Dans la première partie, Wladimir Andreff (université Paris 1) montre comment les organisations et les instances sportives, en situation de monopole (ou monopsone), mais aussi certains acteurs du marché (les stars du foot, par exemple) tirent parti de cette situation pour obtenir le maximum de financement possible, en mettant aux enchères ce qu’elles offrent (ou demandent) sur le marché (organisation des JO, localisation d’une franchise américaine, vente de droits télévisés, achat d’une superstar).
Matthieu Llorca (université de Bourgogne) examine l’essor des cryptoactifs dans le sport professionnel (NBA, Formule 1, football).
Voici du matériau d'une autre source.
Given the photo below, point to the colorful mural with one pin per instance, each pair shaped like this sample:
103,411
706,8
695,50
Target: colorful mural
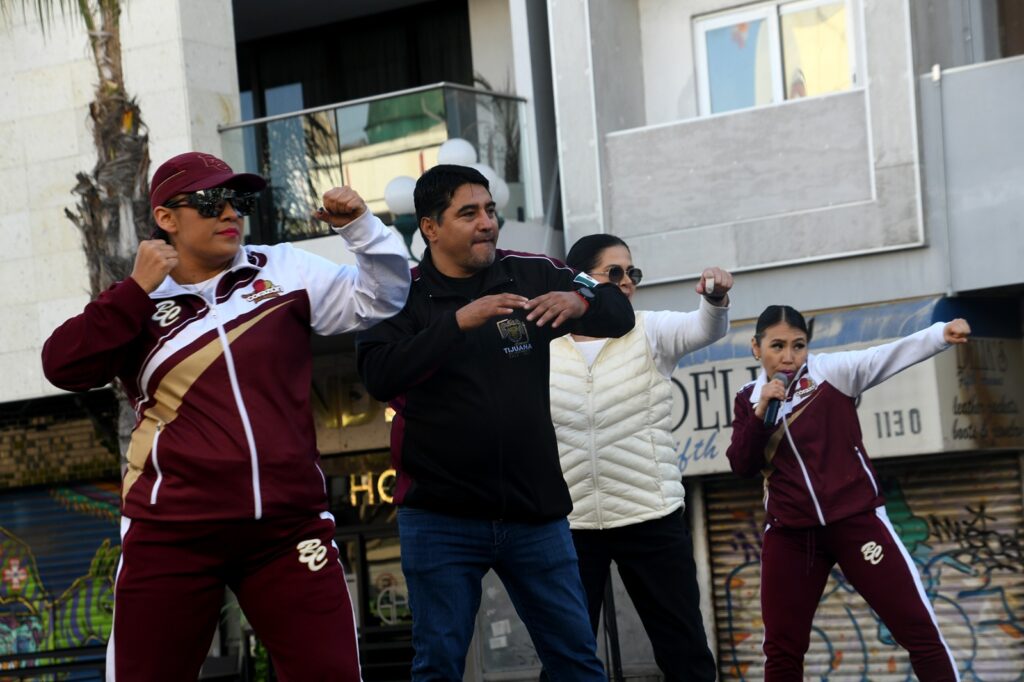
971,560
58,554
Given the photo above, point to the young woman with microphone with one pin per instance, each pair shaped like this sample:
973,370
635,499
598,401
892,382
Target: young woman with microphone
822,502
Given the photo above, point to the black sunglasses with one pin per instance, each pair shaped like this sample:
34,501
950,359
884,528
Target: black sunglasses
210,203
615,272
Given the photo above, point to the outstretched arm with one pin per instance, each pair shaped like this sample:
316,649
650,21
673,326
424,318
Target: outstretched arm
853,372
343,298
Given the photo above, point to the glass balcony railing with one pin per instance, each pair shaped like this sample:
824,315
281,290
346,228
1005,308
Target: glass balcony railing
366,143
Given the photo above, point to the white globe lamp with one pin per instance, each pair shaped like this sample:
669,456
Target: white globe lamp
458,152
398,196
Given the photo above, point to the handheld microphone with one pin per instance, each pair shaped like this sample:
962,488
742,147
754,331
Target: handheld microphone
771,412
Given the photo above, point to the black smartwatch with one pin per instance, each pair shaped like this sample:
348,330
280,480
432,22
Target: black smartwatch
587,294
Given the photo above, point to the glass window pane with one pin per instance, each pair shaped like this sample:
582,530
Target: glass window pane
739,66
387,595
815,50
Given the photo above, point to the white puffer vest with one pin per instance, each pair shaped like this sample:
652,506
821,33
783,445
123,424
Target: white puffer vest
612,421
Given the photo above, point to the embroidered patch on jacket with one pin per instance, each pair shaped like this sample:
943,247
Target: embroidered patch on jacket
167,313
514,334
804,386
586,280
263,289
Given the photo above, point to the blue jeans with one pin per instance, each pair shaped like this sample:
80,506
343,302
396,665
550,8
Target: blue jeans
445,557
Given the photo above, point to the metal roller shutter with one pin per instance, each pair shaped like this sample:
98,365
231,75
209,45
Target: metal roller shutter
961,519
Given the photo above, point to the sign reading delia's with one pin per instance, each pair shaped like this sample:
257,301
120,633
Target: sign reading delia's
968,397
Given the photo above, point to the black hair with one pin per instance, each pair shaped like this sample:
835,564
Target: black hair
774,314
587,251
435,188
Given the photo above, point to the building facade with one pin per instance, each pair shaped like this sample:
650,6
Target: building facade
855,159
859,160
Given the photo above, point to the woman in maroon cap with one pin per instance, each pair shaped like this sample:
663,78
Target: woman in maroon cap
210,340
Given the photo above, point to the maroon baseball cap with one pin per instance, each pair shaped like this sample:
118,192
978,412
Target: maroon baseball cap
195,170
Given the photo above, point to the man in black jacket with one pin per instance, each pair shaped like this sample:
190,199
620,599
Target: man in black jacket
465,367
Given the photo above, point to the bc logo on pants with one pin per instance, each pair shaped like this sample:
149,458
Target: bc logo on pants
871,552
312,553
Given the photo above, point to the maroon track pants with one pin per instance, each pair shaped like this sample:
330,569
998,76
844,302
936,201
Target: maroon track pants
170,589
795,567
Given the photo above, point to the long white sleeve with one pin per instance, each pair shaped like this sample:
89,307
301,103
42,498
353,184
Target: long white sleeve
343,298
672,335
853,372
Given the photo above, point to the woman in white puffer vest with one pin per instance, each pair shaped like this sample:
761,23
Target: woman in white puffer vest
611,403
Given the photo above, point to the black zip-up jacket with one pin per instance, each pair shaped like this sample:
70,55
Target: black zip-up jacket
472,434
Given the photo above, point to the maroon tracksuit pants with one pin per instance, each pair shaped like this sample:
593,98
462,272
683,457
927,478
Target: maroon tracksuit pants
285,572
795,567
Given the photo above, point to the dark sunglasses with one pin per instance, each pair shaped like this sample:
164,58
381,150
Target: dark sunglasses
210,203
615,272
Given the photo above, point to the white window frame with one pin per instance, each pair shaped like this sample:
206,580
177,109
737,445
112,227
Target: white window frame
771,12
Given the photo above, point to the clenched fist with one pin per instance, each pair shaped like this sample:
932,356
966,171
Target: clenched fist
155,260
479,311
555,306
341,206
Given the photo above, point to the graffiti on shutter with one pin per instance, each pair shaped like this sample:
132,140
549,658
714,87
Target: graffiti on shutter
961,520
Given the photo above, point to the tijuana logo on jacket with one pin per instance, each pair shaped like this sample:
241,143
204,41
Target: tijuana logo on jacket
514,333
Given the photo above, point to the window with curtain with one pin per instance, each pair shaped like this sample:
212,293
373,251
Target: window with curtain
767,53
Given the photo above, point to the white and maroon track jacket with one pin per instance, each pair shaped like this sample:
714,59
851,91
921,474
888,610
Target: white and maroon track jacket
827,476
219,373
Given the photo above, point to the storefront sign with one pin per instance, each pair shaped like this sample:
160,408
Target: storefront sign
968,397
370,488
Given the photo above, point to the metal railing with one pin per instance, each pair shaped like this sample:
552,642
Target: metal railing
367,142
Une pratique découverte en 2021 lors du transfert de Lionel Messi du FC Barcelone au PSG, le footballeur argentin ayant à cette occasion obtenu d’être en partie payé en « fan tokens ».
La financiarisation du football au cours des trente dernières années et la transformation du footballeur en « produit financier » sont analysées par Jérémie Bastien (université de Reims) et Jean-François Brocard (université de Limoges). Mais s’il y a à la fois évolution et accentuation du phénomène, la phrase « Football is big business » ne date pas d’hier. Elle a été écrite pour la première fois en 1905 par le fondateur de la Football League (créée en 1888), William McGregor, drapier écossais et premier président du club d’Aston Villa. Et en nous faisant revivre l’invention de la coupe du monde de football, l’historien Paul Dietschy (université de Franche-Comté) déconstruit le mythe d’un « âge d’or du football dégagé de toute contingence financière ».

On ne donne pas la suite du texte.